Anyway, the real deal is that Jenny is now part of Olivia's diaper-shitting plan to keep Daniel away from technology so that he won't find out about the giant fucking nothing that happened. So there's much jiggery about the phone situation, and finally Olivia erases a GG blast about "Bathroom Boy" ever-so-secretly from Dan's phone, and he's safe from the lack of a problem for a few more minutes. Of course, he's still crowing about his ability to cheat stupidly at Scrabble, and about himself, and about needing a SARS mask, so he has no idea what's going on. Man, if Vanessa were there I would tongue-kiss Jenny until she gave me SARS.
Instead, Vanessa is watching her footage like a Gollum, and finally notices how the fake guy that was fake drowning is clearly a fake. She does this by doing that hilarious CSI focus where it's blurry and then blurry and then blurry and then you can suddenly see so clearly it's like an x-ray of the man and his intentions. Vanessa stares, bites the lip, wears her goddamned sweater some more, bershons to the left and to the right.

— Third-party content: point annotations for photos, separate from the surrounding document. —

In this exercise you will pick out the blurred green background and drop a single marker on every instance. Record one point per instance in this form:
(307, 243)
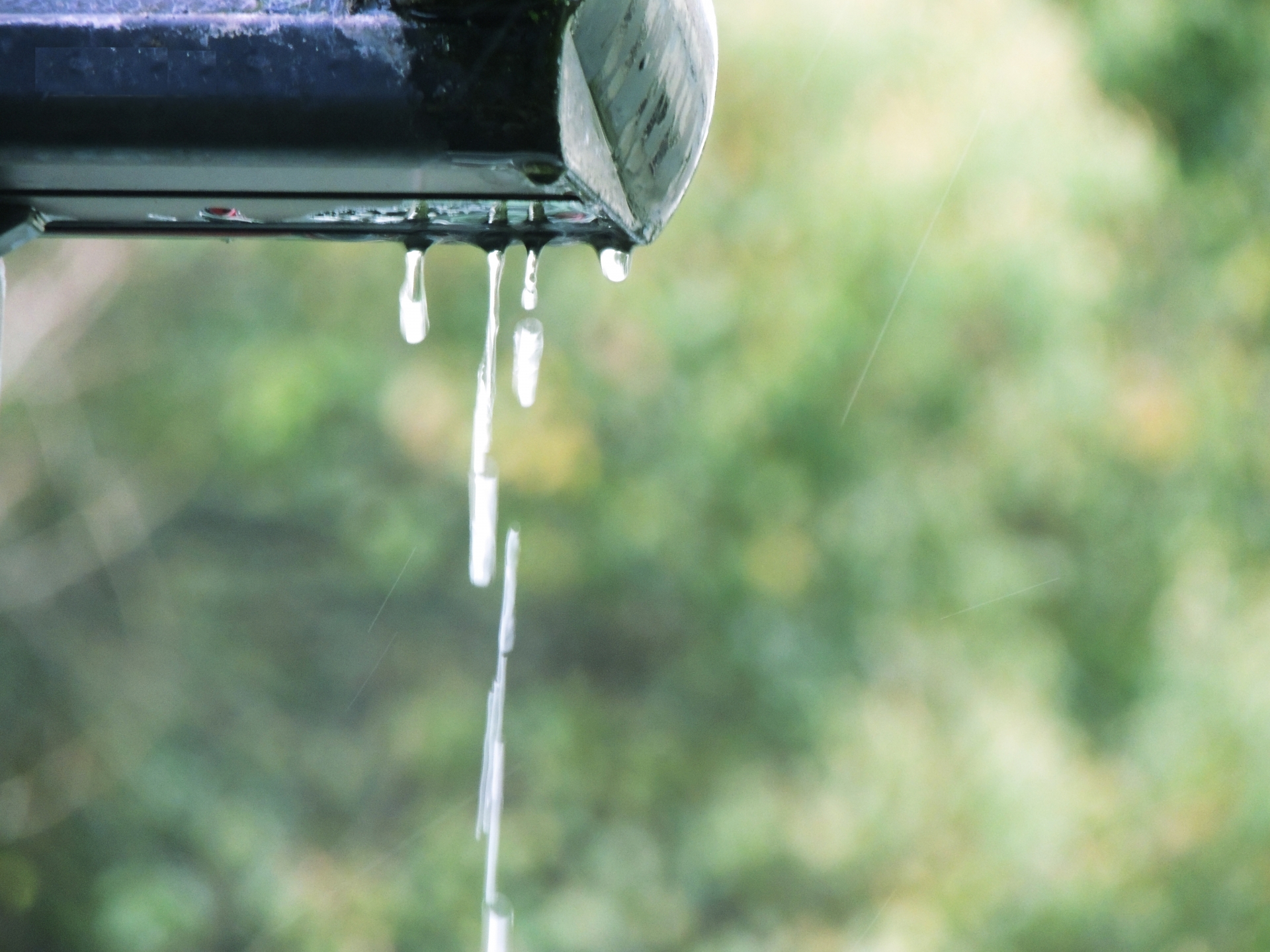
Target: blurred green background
(984, 666)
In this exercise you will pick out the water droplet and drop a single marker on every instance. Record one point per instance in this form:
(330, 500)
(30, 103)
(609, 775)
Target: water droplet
(483, 512)
(413, 300)
(530, 295)
(483, 418)
(526, 358)
(483, 481)
(615, 264)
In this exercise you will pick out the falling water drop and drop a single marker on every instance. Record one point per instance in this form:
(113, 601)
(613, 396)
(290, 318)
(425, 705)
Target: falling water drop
(526, 358)
(615, 264)
(530, 294)
(483, 479)
(413, 300)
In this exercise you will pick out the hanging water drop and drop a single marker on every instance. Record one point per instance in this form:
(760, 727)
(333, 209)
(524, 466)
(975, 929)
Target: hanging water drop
(413, 300)
(530, 294)
(615, 264)
(483, 477)
(526, 358)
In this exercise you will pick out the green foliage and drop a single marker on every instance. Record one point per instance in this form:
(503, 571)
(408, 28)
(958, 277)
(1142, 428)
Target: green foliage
(980, 666)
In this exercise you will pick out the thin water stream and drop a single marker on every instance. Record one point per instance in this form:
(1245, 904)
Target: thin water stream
(527, 347)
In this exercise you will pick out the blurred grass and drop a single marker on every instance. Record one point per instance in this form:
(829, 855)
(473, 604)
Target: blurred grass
(749, 709)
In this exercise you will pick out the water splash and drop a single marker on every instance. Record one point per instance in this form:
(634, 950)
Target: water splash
(615, 264)
(497, 910)
(483, 476)
(530, 294)
(413, 300)
(526, 360)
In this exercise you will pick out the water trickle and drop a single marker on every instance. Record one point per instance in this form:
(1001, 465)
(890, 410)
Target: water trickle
(413, 300)
(483, 513)
(530, 294)
(3, 292)
(483, 476)
(498, 924)
(615, 264)
(526, 358)
(497, 912)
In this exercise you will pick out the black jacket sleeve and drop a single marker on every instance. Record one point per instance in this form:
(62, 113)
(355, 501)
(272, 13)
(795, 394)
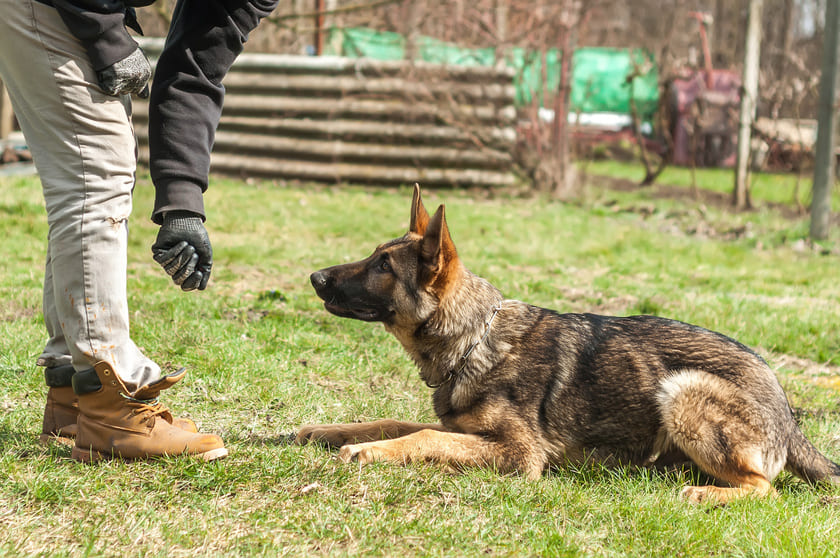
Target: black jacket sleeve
(185, 105)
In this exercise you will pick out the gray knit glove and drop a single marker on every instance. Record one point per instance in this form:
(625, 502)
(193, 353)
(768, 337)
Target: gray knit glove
(129, 75)
(183, 249)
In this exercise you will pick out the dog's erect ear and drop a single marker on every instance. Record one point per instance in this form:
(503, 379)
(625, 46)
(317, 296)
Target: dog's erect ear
(438, 250)
(419, 215)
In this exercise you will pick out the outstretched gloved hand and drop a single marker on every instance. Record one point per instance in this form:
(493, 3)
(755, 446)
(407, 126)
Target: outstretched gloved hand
(183, 249)
(127, 76)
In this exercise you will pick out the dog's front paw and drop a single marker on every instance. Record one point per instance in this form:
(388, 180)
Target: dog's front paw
(362, 453)
(329, 435)
(700, 495)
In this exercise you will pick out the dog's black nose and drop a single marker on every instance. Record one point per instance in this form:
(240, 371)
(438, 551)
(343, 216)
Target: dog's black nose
(319, 279)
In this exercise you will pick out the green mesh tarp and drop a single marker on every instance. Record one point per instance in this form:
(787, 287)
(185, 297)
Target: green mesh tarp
(599, 81)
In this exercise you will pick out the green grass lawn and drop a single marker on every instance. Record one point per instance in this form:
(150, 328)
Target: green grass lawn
(264, 357)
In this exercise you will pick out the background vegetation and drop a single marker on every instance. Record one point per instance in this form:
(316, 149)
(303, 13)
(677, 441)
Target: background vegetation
(264, 358)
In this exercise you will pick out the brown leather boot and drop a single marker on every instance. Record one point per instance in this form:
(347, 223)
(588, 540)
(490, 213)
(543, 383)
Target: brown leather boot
(62, 406)
(116, 423)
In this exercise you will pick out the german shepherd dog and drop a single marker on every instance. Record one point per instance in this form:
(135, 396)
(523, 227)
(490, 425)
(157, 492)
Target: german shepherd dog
(521, 388)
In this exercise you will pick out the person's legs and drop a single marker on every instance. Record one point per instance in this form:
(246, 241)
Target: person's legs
(84, 148)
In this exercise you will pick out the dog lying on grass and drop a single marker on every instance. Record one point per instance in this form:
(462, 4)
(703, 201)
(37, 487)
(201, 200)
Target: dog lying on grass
(520, 388)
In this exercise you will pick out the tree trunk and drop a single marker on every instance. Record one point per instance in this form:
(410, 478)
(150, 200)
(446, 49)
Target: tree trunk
(824, 162)
(740, 197)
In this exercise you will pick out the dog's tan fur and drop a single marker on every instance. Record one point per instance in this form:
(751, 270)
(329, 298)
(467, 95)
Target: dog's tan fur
(520, 388)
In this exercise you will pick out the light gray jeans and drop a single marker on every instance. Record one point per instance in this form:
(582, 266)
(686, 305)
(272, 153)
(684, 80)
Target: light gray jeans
(84, 148)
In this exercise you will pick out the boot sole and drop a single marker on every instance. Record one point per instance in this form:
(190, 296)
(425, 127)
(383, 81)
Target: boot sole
(94, 456)
(47, 439)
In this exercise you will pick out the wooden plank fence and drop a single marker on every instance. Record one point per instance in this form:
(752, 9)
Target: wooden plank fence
(333, 119)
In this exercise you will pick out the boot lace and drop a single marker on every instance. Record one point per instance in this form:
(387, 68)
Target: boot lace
(149, 407)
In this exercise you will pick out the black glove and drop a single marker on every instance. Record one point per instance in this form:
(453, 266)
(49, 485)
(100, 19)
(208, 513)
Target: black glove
(183, 250)
(129, 75)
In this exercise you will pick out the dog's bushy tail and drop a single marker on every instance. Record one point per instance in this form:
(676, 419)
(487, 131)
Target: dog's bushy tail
(806, 462)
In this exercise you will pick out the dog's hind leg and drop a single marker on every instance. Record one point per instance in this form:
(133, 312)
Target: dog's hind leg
(722, 432)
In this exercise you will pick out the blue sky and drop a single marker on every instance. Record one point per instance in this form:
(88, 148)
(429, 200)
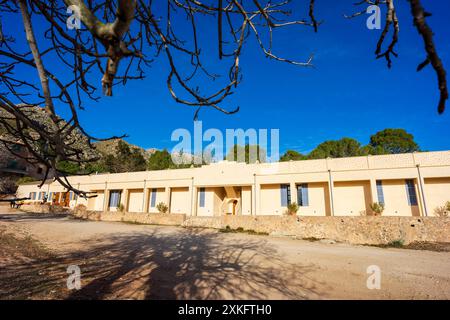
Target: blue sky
(347, 94)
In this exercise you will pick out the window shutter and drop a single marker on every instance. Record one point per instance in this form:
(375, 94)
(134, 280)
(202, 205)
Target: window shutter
(411, 192)
(283, 190)
(305, 195)
(380, 192)
(202, 197)
(153, 200)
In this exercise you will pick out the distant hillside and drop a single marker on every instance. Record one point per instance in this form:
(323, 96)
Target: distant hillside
(109, 148)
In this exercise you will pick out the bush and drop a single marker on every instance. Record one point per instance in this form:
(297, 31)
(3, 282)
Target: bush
(23, 180)
(377, 208)
(292, 209)
(80, 209)
(7, 185)
(441, 211)
(162, 207)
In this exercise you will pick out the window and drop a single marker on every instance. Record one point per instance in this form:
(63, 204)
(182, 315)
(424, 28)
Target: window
(114, 198)
(153, 198)
(302, 195)
(380, 192)
(202, 197)
(285, 195)
(411, 192)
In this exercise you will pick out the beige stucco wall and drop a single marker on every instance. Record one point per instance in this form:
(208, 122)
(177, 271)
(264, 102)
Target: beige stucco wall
(135, 200)
(351, 198)
(270, 200)
(396, 199)
(437, 193)
(180, 201)
(246, 201)
(319, 200)
(160, 197)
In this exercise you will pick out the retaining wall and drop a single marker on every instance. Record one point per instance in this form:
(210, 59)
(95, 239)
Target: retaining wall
(355, 230)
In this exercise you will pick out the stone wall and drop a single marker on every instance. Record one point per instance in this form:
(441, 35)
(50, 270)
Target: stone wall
(354, 230)
(44, 208)
(144, 218)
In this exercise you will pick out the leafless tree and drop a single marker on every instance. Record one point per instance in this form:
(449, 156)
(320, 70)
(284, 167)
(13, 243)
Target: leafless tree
(133, 33)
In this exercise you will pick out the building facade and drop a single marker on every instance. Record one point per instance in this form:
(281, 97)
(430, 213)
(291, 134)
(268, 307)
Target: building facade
(412, 184)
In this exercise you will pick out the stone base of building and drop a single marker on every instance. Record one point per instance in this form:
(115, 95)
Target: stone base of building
(354, 230)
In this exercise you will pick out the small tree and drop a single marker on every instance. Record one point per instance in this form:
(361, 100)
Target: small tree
(121, 208)
(162, 207)
(292, 209)
(442, 211)
(377, 208)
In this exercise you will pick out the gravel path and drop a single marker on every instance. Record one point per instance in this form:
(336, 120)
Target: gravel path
(125, 261)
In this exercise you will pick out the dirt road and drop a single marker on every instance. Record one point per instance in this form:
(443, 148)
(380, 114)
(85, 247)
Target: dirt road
(125, 261)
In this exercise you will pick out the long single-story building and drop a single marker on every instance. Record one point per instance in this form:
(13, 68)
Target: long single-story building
(413, 184)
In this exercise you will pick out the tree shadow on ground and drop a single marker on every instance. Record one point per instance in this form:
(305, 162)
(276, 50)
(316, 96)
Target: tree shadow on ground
(23, 216)
(185, 264)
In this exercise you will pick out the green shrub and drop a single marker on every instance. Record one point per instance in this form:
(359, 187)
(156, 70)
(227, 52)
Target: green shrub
(162, 207)
(25, 180)
(396, 243)
(377, 208)
(292, 209)
(441, 211)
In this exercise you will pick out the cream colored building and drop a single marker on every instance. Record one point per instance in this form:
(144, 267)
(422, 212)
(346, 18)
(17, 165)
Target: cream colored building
(408, 184)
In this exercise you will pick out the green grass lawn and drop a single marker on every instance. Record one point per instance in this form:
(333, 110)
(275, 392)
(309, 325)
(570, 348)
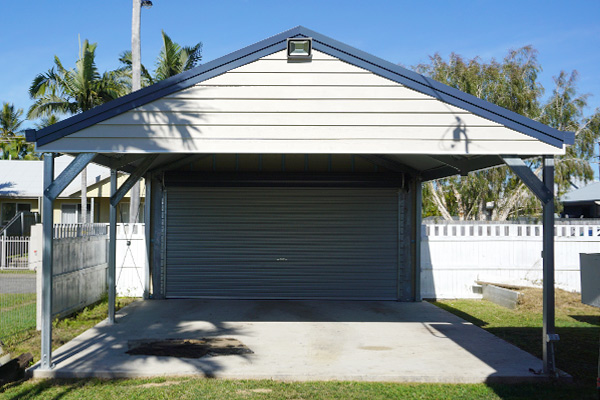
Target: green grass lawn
(578, 325)
(199, 388)
(17, 271)
(17, 314)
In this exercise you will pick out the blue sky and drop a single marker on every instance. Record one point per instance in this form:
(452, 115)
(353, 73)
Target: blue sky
(566, 34)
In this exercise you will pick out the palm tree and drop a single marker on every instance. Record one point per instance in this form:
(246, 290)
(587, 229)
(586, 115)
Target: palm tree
(70, 91)
(173, 59)
(10, 121)
(12, 142)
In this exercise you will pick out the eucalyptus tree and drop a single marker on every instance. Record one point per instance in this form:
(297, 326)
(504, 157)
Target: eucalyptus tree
(511, 84)
(172, 59)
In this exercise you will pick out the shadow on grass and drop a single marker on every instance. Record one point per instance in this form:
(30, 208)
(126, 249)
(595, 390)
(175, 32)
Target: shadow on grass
(467, 317)
(548, 391)
(588, 319)
(576, 353)
(57, 389)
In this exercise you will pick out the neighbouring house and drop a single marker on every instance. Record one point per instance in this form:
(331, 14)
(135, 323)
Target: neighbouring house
(21, 188)
(292, 169)
(583, 202)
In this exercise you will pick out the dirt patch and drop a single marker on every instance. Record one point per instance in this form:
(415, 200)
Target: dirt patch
(249, 391)
(159, 384)
(188, 348)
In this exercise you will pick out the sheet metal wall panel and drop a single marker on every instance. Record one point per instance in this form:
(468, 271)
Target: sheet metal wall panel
(333, 243)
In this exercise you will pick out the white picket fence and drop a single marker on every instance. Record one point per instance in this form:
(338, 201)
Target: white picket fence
(14, 252)
(455, 255)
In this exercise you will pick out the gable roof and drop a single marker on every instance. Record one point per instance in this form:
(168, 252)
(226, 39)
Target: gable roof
(321, 43)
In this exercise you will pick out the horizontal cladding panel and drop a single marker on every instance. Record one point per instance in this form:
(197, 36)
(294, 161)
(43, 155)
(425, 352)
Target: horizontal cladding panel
(209, 118)
(293, 79)
(316, 55)
(283, 105)
(295, 91)
(283, 133)
(188, 145)
(282, 243)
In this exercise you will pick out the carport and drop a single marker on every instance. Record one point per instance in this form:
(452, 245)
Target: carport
(291, 170)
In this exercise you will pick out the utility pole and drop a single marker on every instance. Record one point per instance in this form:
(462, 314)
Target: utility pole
(83, 218)
(136, 84)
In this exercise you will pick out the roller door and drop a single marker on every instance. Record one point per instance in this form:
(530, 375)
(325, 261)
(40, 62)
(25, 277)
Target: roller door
(282, 243)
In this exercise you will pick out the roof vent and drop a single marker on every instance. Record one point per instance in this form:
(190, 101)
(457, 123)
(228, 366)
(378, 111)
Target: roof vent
(299, 49)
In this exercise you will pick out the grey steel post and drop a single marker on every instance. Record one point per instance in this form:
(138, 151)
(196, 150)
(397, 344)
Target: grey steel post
(417, 235)
(112, 249)
(47, 236)
(147, 233)
(549, 335)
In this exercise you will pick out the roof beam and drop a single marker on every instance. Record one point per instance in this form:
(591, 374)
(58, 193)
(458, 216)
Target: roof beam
(68, 174)
(461, 165)
(534, 183)
(133, 178)
(392, 165)
(473, 164)
(179, 163)
(111, 163)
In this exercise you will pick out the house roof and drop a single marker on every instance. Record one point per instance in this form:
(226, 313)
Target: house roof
(428, 167)
(585, 194)
(322, 43)
(24, 179)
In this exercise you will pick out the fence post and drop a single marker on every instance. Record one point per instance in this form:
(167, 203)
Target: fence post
(3, 264)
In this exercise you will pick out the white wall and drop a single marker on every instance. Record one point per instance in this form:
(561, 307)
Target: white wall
(454, 256)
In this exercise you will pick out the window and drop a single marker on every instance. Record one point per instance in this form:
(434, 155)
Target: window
(123, 213)
(71, 213)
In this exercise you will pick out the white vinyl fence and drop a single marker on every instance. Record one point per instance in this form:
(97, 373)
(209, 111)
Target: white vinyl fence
(14, 251)
(455, 255)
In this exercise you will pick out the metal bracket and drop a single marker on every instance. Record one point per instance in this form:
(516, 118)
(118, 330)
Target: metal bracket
(552, 337)
(66, 177)
(133, 178)
(534, 183)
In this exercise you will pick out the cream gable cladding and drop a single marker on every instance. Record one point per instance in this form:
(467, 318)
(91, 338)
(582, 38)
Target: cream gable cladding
(323, 106)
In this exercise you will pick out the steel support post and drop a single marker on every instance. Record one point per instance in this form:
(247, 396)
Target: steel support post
(418, 199)
(47, 237)
(147, 233)
(112, 250)
(549, 335)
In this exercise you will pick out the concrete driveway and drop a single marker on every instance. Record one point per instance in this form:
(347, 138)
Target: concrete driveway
(299, 340)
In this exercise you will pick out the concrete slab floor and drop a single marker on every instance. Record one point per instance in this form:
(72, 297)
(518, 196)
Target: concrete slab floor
(299, 340)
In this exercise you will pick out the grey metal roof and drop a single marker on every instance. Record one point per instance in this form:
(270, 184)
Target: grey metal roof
(24, 179)
(588, 193)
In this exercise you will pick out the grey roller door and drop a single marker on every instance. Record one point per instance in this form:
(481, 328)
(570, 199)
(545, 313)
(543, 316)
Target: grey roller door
(283, 243)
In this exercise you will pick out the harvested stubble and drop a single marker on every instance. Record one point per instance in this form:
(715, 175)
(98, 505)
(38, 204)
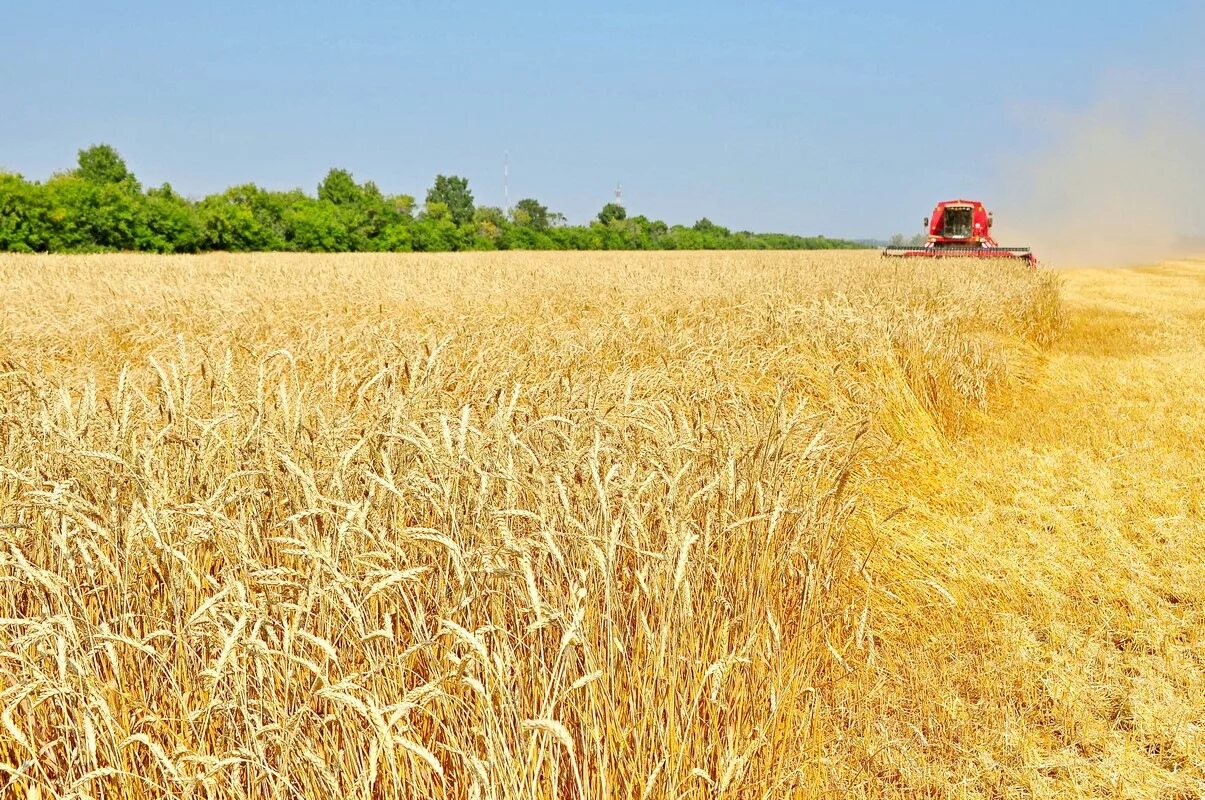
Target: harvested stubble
(487, 525)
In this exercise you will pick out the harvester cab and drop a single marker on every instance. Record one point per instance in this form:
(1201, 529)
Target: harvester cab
(960, 228)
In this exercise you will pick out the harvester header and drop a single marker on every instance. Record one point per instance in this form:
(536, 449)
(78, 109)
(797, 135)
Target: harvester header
(960, 228)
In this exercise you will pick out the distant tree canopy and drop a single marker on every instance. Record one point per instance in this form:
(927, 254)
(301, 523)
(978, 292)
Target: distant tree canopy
(612, 212)
(101, 206)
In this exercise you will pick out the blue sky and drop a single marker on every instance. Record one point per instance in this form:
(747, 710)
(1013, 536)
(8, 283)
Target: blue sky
(847, 119)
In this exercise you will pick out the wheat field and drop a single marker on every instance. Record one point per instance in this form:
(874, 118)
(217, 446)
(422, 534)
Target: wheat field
(592, 525)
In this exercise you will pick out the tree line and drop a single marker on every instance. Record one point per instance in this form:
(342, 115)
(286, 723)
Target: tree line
(101, 206)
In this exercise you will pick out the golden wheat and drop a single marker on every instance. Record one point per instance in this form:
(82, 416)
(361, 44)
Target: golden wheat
(494, 525)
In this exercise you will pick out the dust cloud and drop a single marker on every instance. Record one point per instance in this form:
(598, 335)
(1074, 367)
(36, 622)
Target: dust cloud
(1121, 183)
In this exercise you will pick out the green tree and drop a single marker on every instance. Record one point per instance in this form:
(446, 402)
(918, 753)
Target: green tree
(529, 212)
(612, 212)
(340, 188)
(452, 192)
(103, 164)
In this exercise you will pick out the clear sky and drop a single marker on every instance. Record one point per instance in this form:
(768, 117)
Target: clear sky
(847, 119)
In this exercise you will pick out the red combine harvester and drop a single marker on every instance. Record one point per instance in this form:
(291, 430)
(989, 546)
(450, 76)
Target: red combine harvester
(960, 229)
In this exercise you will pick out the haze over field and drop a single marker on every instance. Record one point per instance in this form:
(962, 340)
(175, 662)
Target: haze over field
(817, 118)
(1118, 183)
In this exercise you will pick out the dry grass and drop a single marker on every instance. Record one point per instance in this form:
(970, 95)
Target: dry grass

~♥~RPATTZ~♥~ has one thing going for him, which is that his face -- like many guest stars on this show -- is a lot easier to take when he's naked. Boyfriend is fit, and even wearing some snug grey boxer-briefs for the bonus. He answers the door of his Empire suite and immediately tells Serena she's looking hot. "Same," she says, in this hilarious Jessica Wakefield voice. Every scene with ~♥~RPATTZ~♥~ Serena becomes twice as awesome as usual. Her expressions, her body language, the way she has no time for him and all the time in the world... It's breathtaking. And she's going to need that awesomeness, because ~♥~RPATTZ~♥~ has gone off the rez.
It's the apocalypse we've been fearing since two scenes ago, when they told us exactly what was going to happen. "I just finished reading a fantastic script! A remake of Leaving Las Vegas! They want to redo it with a younger cast! It was in the garbage! Let's get Method with an ass pocket of Jack Daniels!" Also, Miley Cyrus is going to play Elisabeth Shue's role, which is funny because of the stripper pole incident but is not actually funny, because she's a hillbilly and a prematurely sexualized idiot with an obvious and ongoing history of sexual trauma, and when you give her your Cheeto-finger money or your trailer park eyeballs, she drags you down to her level and because her final destination is somewhere between Mackenzie Phillips and Britney Spears, and thus demeans us all. Anyway, S gets totally strung out and nuts about him because he's still there looking super effing fine in nothing at all and secretly slugging Jack, and finally she just drops her shoulders and stares at his back and pleads, "Put on some clothes, please."